The Democrats’ strategy was made apparent at the noontime news conference staged outside City Hall featuring local leaders and the conference call an hour later featuring an Obama campaign national co-chairman and the Ohio party’s leader.
During both events, Democrats portrayed presumptive Republican nominee Mitt Romney's perceived strength as an astute, highly successful businessman as a liability.
At noon Tuesday, 24 hours before today’s event at M7 Technologies where Biden is scheduled to speak, Mahoning County Commissioner Carol Rimedio-Righetti, city Clerk of Courts Sarah Brown Clark and Fourth Ward Councilman Mike Ray joined Dave Green, president of United Auto Workers Local 1714, to advance the vice president’s campaign agenda.
Green spoke of the administration’s investments in the auto industry, which he said polls, pundits and Republicans, including Romney, advised against. “It was the president who ignored politics and made the right decision to step in and allow the companies to restructure,” he remarked. In Ohio, he said, one in eight jobs is connected to the auto industry and one in six cars assembled in America are made in Ohio.
“And yet Mitt Romney has made the ludicrous claim that he can take credit for this,” he said. “Romney suggested that car companies use private financing to restructure. That suggestion has no basis in reality. … The markets were frozen solid. Without public financing General Motors Corp. and Chrysler would have been forced into Chapter 7 liquidation.”
While Romney puts forth his record as a businessman running the venture capital firm Bain Capital, his record “isn’t one of growing companies and creating jobs,” Brown-Clark argued. “It’s one of broken promises and shattered dreams for thousands of hardworking Americans. In deal after deal Romney and his partners tried above all else to make millions of dollars for themselves and they didn’t care that it came at the cost of crippling companies by loading them up with debt," Green said.
While no one challenges Romney’s right to run his business as he saw fit or capitalism as a whole, “It’s legitimate to question the values Romney lived by in business” as he runs for president based on his business record, Green continued.
Ray looked back to Romney’s record as Massachusetts governor, when he said Massachusetts was ranked 47th out of 50 states in terms of job creation and manufacturing jobs declined by half the national average. The kind of “predatory capitalism” that was Romney’s stock-in-trade at Bain was also the driving philosophy that led to the decline of Youngstown Sheet and Tube, he argued.
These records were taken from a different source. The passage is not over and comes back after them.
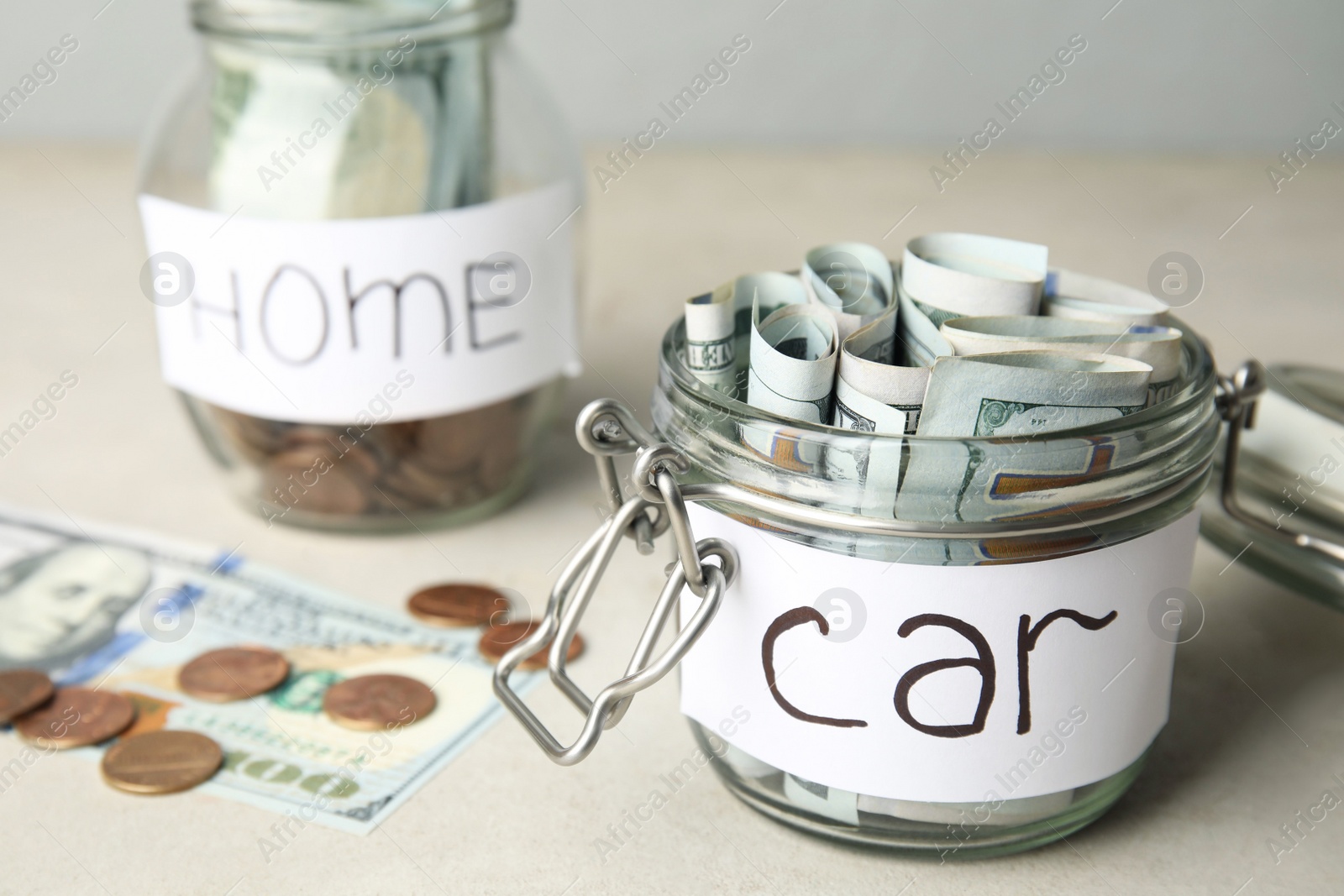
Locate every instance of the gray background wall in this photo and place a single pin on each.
(1213, 76)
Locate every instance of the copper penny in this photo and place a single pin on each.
(499, 640)
(161, 762)
(233, 673)
(374, 703)
(20, 691)
(77, 718)
(459, 605)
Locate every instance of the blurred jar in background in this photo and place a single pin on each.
(360, 228)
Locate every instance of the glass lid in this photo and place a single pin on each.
(1281, 504)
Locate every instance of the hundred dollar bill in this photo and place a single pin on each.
(124, 611)
(1159, 347)
(1030, 392)
(1085, 297)
(793, 362)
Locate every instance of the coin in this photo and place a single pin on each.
(161, 762)
(457, 605)
(20, 691)
(233, 673)
(499, 640)
(77, 718)
(374, 703)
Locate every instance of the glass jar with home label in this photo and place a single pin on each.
(360, 223)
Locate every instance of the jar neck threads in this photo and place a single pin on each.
(323, 27)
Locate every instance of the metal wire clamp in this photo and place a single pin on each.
(1236, 399)
(606, 429)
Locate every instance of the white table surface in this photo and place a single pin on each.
(1257, 723)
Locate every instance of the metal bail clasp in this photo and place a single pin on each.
(1236, 401)
(605, 429)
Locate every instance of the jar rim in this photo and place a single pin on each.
(313, 27)
(1198, 390)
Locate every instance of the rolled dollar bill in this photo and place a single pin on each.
(853, 280)
(873, 394)
(1030, 392)
(714, 322)
(1159, 347)
(793, 362)
(1092, 298)
(945, 275)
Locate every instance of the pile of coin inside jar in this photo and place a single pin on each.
(165, 762)
(387, 469)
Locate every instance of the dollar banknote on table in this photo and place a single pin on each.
(124, 611)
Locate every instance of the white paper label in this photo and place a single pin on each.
(313, 320)
(937, 684)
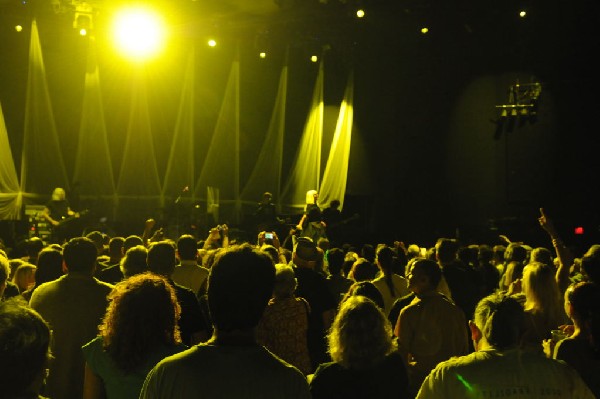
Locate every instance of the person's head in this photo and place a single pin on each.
(498, 322)
(305, 253)
(363, 270)
(98, 238)
(542, 255)
(34, 246)
(240, 284)
(424, 276)
(361, 335)
(368, 252)
(80, 255)
(24, 349)
(541, 290)
(335, 259)
(161, 258)
(312, 196)
(385, 259)
(132, 241)
(515, 253)
(134, 261)
(446, 250)
(590, 268)
(366, 289)
(49, 266)
(187, 248)
(24, 277)
(4, 273)
(285, 281)
(115, 247)
(58, 194)
(141, 316)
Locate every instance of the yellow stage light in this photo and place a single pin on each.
(138, 32)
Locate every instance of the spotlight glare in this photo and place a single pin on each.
(138, 32)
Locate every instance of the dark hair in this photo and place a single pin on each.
(24, 347)
(240, 284)
(366, 289)
(500, 318)
(80, 254)
(430, 269)
(134, 261)
(161, 258)
(385, 257)
(141, 316)
(447, 249)
(585, 300)
(187, 248)
(49, 266)
(335, 258)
Many of the same talking points were voiced an hour later – some practically verbatim -- during a conference call featuring former Ohio Gov. Ted Strickland, one of the Obama reelection campaign’s national cochairmen, and Chris Redfern, chairman of the Ohio Democratic Party.
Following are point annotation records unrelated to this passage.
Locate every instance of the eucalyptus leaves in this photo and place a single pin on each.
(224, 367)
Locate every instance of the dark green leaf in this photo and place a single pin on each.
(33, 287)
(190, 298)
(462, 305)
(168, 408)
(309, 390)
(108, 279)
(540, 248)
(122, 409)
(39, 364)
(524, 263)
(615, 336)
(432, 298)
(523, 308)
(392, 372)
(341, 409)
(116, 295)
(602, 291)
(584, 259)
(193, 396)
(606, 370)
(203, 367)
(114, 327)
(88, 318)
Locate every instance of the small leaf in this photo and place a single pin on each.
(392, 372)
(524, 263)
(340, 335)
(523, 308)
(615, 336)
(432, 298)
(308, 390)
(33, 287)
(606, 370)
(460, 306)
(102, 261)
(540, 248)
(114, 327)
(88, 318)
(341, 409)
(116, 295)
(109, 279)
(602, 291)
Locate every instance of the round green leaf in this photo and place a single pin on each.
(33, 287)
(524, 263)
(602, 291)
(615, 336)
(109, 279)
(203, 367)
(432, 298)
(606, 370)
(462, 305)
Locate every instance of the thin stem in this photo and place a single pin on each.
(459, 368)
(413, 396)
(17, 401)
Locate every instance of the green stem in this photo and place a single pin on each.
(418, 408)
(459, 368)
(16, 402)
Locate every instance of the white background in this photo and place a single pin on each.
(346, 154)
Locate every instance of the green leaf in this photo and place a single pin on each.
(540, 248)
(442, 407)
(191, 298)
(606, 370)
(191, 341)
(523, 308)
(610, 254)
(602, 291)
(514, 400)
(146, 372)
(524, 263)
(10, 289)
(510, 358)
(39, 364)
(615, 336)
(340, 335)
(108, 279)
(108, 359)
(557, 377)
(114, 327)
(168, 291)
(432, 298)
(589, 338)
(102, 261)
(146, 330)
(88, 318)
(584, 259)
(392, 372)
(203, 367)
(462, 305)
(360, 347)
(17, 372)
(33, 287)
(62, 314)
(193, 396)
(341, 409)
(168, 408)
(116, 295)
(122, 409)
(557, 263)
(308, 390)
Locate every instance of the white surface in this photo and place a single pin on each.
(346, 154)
During Biden’s visit, Strickland, who will accompany him at M7 today, said the vice president would highlight the administration’s efforts on behalf of manufacturing, the auto industry and the middle class, and “draw a contrast” to Romney, who has cited his experience at Bain Capital as perhaps his “chief qualification” to be president.
The Republican has said he would use his experience to boost the economy, create jobs and reduce the deficit, but Romney’s business record is “not one of growing companies and creating jobs. It’s of broken promises and shattered dreams for thousands of hardworking Americans,” Strickland echoed. He similarly restated talking points made earlier regarding how Romney and his partners made money.
“We’re not questioning or challenging Romney’s right to run his business as he saw fit, and let me make it clear, no one is questioning the private equity industry,” he reemphasized. “This is about whether those are the values we want in our president, especially when this kind of single-minded focus on making profits ahead of people is exactly what caused the crisis that we’re still recovering from even today.”
Both Strickland and Redfern offered examples of Romney’s approach. Strickland pointed to GST Steel, a 105-year-old steel bar mill Bain took control of in 1993 that went out of business a decade later after being saddled with more than $500 million in debt. At the same time, Romney’s firm walked away with $12 million, a 150% return on its initial investment.
Redfern cited the case of Stage Stores, a company Romney and his partners built from hundreds of small clothing stores they purchased in the late 1980s, which Bain quickly took on an “expensive and expansive growth binge,” the Democratic chairman said, growing from 257 stores in 13 states to more than 600 stores in 24 states including 26 in Ohio.
Bain funded the original purchase using “high-risk junk bonds” from the now-defunct firm Drexel Burnham Lambert and “loaded Stage up with debt,” Redfern said. In 1997 Bain sold its shares “for an enormous profit” but its stock fell more than 58% the following year and it was forced to declare bankruptcy a few years later.
“That’s what happened when Romney applied his economics,” Redfern remarked. “It’s the last thing we need in Ohio.”
During the question-and-answer session that followed, Strickland commented on an ad being run locally by a super PAC that compares Obama unfavorably to other Democratic presidents. In the 2008 primary, Obama lost to Hillary Clinton and her husband, former President Bill Clinton, remains popular in the Mahoning Valley.
Strickland, who represented part of the Mahoning Valley in Congress, said Valley voters understand the importance of the auto industry and that Romney’s position on the auto industry rescue is “tragic.”
Obama’s opponents “can try to do what they want in terms of local advertising. The president has walked the walk. He has produced. The Mahoning Valley will richly reward him in November as a result of what he has done,” Strickland said.